Dou a mão para ele e seguimos por uma trilha de difícil acesso para as minhas pequenas pernas de criança. Como consegui correr até aqui?

Passamos ao canto de uma cachoeira e adentramos uma caverna e, então, começo a entender como consegui ir tão longe dali. Aquele lugar úmido, cheio de morcegos, com uma fina abertura no teto por onde entra um pouco da luz da lua, me dá arrepios. Paramos à borda de um grande buraco que parece levar a uma espécie de calabouço e o garotinho me segura pelos ombros e olha no fundo dos meus olhos.

— Confie em mim. Eu não vou deixar nada acontecer com você. – Ele me vira de frente para o buraco no chão, ainda segurando em meus ombros.

— Adam, eu estou com medo. – A voz fina sai pela minha garganta acompanhada de uma vontade muito grande de chorar.

Sinto seu rosto se aproximar e o garotinho sussurra em meu ouvido.

— Allie, pule.

Meu corpo não tem forças para resistir à ordem que me fora dada e eu pulo na escuridão.
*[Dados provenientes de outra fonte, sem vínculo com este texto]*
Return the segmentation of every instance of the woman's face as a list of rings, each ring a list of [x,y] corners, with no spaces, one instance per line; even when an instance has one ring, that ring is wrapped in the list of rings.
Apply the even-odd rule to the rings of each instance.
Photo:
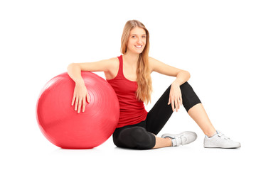
[[[136,27],[131,30],[127,44],[127,52],[140,54],[146,45],[146,31],[144,29]]]

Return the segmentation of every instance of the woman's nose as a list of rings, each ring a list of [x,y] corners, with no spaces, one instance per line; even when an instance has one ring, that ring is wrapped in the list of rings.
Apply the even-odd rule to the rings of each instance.
[[[142,40],[139,38],[137,42],[138,42],[138,44],[142,44]]]

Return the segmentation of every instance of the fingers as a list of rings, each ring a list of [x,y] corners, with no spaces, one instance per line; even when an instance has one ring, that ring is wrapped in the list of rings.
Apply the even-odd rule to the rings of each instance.
[[[79,98],[79,97],[73,97],[73,99],[72,100],[72,106],[74,104],[74,101],[75,100],[75,110],[78,110],[78,113],[79,113],[81,110],[81,106],[82,107],[82,111],[85,112],[85,96],[83,98]]]

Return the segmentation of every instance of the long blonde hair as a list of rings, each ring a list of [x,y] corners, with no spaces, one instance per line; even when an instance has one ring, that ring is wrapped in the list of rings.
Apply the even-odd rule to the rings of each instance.
[[[121,52],[127,52],[127,46],[128,43],[129,33],[133,28],[139,27],[144,29],[146,31],[146,46],[143,52],[139,54],[137,69],[137,81],[138,89],[136,91],[137,98],[142,101],[146,105],[151,102],[151,94],[152,93],[152,80],[150,76],[149,64],[149,33],[145,26],[137,20],[128,21],[124,28],[121,38]]]

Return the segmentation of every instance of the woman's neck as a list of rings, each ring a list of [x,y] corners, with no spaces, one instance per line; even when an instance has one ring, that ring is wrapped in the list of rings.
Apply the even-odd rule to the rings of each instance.
[[[131,67],[137,67],[139,55],[126,53],[122,56],[123,56],[123,61],[124,61],[126,64],[127,64]]]

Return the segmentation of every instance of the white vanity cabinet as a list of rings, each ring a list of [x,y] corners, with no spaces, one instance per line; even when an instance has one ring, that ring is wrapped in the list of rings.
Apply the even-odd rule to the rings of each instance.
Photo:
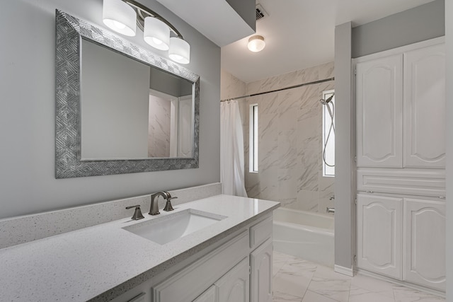
[[[248,302],[249,279],[248,257],[246,257],[214,284],[215,301]]]
[[[171,272],[114,301],[129,301],[144,293],[143,302],[249,302],[251,296],[253,301],[271,302],[272,223],[272,215],[266,215],[218,248],[200,252],[200,257],[184,267],[171,267]]]
[[[215,302],[215,286],[212,286],[193,302]]]
[[[251,302],[272,302],[272,238],[250,254]]]

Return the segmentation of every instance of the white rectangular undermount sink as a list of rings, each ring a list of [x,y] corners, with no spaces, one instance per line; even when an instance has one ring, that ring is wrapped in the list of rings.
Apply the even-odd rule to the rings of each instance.
[[[222,215],[188,209],[122,228],[156,243],[164,245],[225,218],[226,216]]]

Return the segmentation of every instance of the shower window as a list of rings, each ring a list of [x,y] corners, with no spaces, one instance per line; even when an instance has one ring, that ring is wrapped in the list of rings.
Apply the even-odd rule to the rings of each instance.
[[[250,105],[249,172],[258,172],[258,104]]]
[[[334,95],[334,91],[323,91],[323,100]],[[331,104],[330,103],[331,103]],[[335,96],[323,105],[323,176],[335,176]],[[329,106],[329,108],[328,108]],[[329,110],[331,109],[331,112]]]

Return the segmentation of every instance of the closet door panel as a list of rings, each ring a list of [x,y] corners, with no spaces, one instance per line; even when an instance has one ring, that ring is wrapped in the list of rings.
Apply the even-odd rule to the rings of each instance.
[[[404,279],[445,290],[445,204],[405,199]]]
[[[445,165],[443,44],[404,54],[404,166]]]
[[[402,279],[403,199],[357,194],[357,266]]]
[[[403,166],[403,54],[356,65],[357,165]]]

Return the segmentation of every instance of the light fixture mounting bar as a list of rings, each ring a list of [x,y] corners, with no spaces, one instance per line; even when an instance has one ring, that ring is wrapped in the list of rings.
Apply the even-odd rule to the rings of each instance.
[[[168,28],[170,28],[170,30],[173,31],[178,37],[183,39],[183,35],[180,34],[180,33],[170,22],[168,22],[165,18],[162,17],[159,13],[148,8],[147,6],[137,2],[134,0],[122,0],[122,1],[127,3],[127,4],[129,4],[137,12],[137,25],[139,27],[139,28],[142,30],[142,31],[143,31],[144,28],[144,18],[148,16],[150,16],[150,17],[156,18],[161,21],[162,22],[164,22],[165,24],[167,25],[167,26],[168,26]]]

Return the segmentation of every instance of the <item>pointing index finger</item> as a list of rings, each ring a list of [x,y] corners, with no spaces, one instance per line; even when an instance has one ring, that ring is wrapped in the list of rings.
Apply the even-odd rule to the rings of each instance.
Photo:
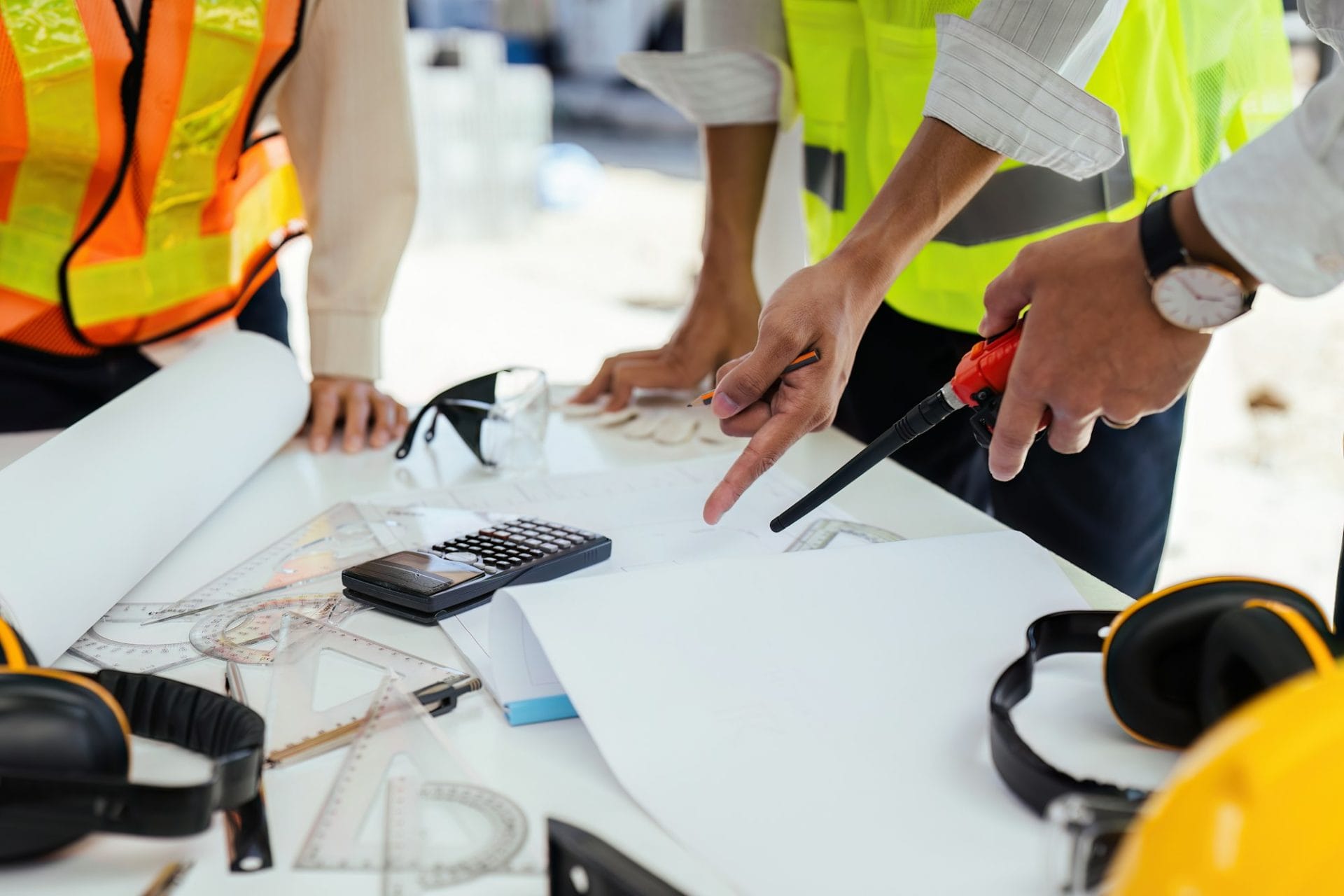
[[[1040,429],[1044,415],[1044,402],[1024,396],[1009,380],[989,442],[989,473],[996,480],[1007,482],[1021,473],[1027,451],[1036,441],[1036,430]]]
[[[809,429],[797,415],[777,414],[766,420],[710,493],[704,502],[704,521],[718,525],[751,484],[765,476]]]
Em segundos, estou em uma nascente rasa e a água amortece a minha queda. Rapidamente fico em pé e caminho pesadamente, atravessando a nascente, com a água na cintura, até a borda feita de pedras.

Mal tenho tempo para pensar no que fazer e Adam já está novamente ao meu lado, me tomando pela mão e me levando até outro pedaço da estranha caverna, onde estavam reunidas outras tantas crianças que aparentavam ter quase a mesma idade que nós. Algumas nos olhavam com desdém, com sorrisinhos em seus lábios que me deixavam angustiada. Algumas pareciam ter medo e, de outras, eu até poderia dizer que vi ódio em seus olhos.
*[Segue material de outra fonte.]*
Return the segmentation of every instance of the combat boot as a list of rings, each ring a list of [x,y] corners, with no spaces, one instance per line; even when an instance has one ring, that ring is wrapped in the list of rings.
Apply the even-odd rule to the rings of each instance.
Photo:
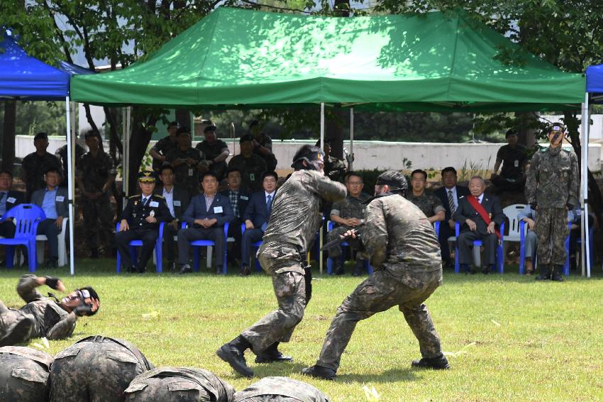
[[[551,279],[551,267],[546,264],[541,265],[540,275],[536,277],[537,281],[548,281]]]
[[[333,369],[323,367],[322,366],[315,364],[310,367],[302,369],[302,374],[304,376],[310,376],[311,377],[315,377],[317,379],[332,380],[335,378],[335,376],[337,375],[337,372]]]
[[[436,357],[422,357],[419,359],[413,360],[411,366],[434,370],[447,370],[450,368],[450,365],[443,353]]]
[[[562,265],[553,265],[553,274],[551,274],[551,280],[555,281],[555,282],[563,282],[563,277],[561,276],[563,269],[563,267]]]

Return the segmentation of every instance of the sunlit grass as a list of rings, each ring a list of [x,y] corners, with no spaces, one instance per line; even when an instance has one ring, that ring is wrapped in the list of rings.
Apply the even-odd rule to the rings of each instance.
[[[82,319],[72,338],[50,342],[51,354],[84,336],[102,334],[133,342],[155,366],[204,368],[237,389],[252,382],[236,376],[214,352],[275,308],[269,277],[225,277],[209,271],[116,275],[114,261],[109,259],[78,261],[76,272],[74,277],[67,269],[38,272],[61,277],[67,289],[92,285],[101,298],[101,311]],[[337,306],[360,281],[352,277],[314,281],[304,320],[292,342],[282,346],[294,362],[255,364],[253,356],[248,362],[258,377],[301,379],[334,401],[365,401],[365,385],[375,387],[380,401],[603,399],[601,276],[536,283],[517,275],[516,267],[507,272],[446,273],[444,285],[427,301],[450,371],[410,369],[419,346],[402,314],[392,308],[358,324],[335,381],[300,375],[302,367],[315,362]],[[15,287],[23,273],[0,272],[0,299],[11,307],[22,305]]]

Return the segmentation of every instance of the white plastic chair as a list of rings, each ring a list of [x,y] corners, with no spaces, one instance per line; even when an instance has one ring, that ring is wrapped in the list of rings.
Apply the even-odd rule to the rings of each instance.
[[[67,234],[67,225],[69,218],[63,219],[63,224],[61,227],[61,232],[57,236],[59,241],[59,267],[62,267],[67,264],[67,245],[65,245],[65,238]],[[48,238],[46,235],[38,235],[35,236],[35,248],[38,254],[38,264],[44,262],[44,242],[48,241]]]

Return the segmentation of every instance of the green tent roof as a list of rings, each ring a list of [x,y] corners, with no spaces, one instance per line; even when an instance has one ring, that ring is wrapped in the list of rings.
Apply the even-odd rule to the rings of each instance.
[[[223,7],[145,60],[71,82],[80,102],[223,108],[560,110],[584,91],[582,74],[462,11],[333,18]]]

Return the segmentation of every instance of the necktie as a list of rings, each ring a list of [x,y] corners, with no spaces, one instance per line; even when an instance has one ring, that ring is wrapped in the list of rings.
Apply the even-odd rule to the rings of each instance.
[[[456,208],[454,206],[454,199],[452,195],[452,190],[448,190],[448,206],[450,208],[450,215],[454,213],[454,211],[456,211]]]
[[[268,210],[268,215],[272,211],[272,196],[266,197],[266,209]]]

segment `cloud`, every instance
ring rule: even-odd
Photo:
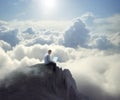
[[[35,34],[35,31],[32,27],[29,27],[23,33]]]
[[[52,49],[58,66],[71,70],[81,93],[93,100],[119,100],[119,15],[93,22],[91,30],[76,19],[66,31],[55,32],[29,21],[0,21],[0,79],[14,69],[42,63]]]
[[[113,49],[114,45],[109,40],[106,35],[97,34],[91,37],[92,41],[90,42],[90,47],[100,49],[100,50],[107,50]]]
[[[0,40],[0,47],[3,48],[5,51],[11,49],[11,45],[7,42],[4,42],[3,40]]]
[[[0,25],[0,40],[9,43],[11,46],[15,46],[19,43],[18,29],[9,29],[7,25],[1,23]]]
[[[120,32],[120,14],[115,14],[106,18],[96,18],[93,27],[95,32],[114,34]]]
[[[80,19],[76,19],[73,25],[66,30],[63,44],[73,48],[78,46],[86,47],[88,39],[89,30]]]

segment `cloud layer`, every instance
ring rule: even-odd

— Finalmente, todos estão aqui. – A voz grave e compassada vem do fundo da caverna.

A iluminação fraca das únicas duas tochas laterais nos deixa apenas ver as sombras de uma figura humanoide com chifres de cervo sentada em um trono de pedra esculpido na própria caverna.
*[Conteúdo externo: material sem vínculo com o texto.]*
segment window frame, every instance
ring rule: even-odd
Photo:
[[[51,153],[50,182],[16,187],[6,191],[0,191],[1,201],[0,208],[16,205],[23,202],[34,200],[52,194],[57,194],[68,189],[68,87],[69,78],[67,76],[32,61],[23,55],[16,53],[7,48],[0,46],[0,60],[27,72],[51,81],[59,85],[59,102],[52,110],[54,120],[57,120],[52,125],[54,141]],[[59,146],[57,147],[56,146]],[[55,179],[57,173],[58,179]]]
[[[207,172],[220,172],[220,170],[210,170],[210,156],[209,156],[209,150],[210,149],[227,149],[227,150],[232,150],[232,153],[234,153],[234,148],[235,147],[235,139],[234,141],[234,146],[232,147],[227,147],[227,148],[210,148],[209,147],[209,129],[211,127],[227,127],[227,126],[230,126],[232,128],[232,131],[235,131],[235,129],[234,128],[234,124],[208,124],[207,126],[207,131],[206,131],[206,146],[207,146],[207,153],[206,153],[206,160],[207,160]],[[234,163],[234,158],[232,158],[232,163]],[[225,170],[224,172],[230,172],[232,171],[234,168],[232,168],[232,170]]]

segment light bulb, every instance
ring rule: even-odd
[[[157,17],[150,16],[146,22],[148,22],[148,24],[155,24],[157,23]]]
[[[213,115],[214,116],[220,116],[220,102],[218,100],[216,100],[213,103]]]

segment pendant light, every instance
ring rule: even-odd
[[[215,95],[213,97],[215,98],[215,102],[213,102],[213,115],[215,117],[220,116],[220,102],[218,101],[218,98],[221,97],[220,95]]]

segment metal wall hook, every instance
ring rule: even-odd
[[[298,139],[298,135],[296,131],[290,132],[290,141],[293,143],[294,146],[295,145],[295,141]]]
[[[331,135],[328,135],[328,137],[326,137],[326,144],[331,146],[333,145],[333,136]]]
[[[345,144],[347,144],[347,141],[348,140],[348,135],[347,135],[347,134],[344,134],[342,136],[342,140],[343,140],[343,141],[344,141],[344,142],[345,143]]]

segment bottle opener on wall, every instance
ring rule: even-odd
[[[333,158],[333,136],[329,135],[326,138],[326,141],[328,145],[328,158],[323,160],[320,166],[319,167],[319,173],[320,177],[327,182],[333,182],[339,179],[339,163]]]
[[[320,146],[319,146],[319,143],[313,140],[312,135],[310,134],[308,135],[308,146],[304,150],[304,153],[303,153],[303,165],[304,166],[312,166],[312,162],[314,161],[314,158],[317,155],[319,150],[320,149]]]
— Ao final, quando restarem apenas 1 par de vocês, eu estarei de volta para colocá-los em seus tronos. Que a disputa comece.

O homem que acredita ser um deus meio humano e meio cervo se levanta e sai, seguido por dois outros homens. Uma grande pedra é deslocada e a luz do luar nos cega por alguns segundos. Eles atravessam uma pequena passagem para fora, e a grande pedra é colocada de volta ao seu lugar, nos trancando lá dentro. Agora, a única saída era aquele buraco por onde eu pulei há pouco, mas considerando a altura que caí, é improvável que eu seja capaz de alcançá-lo.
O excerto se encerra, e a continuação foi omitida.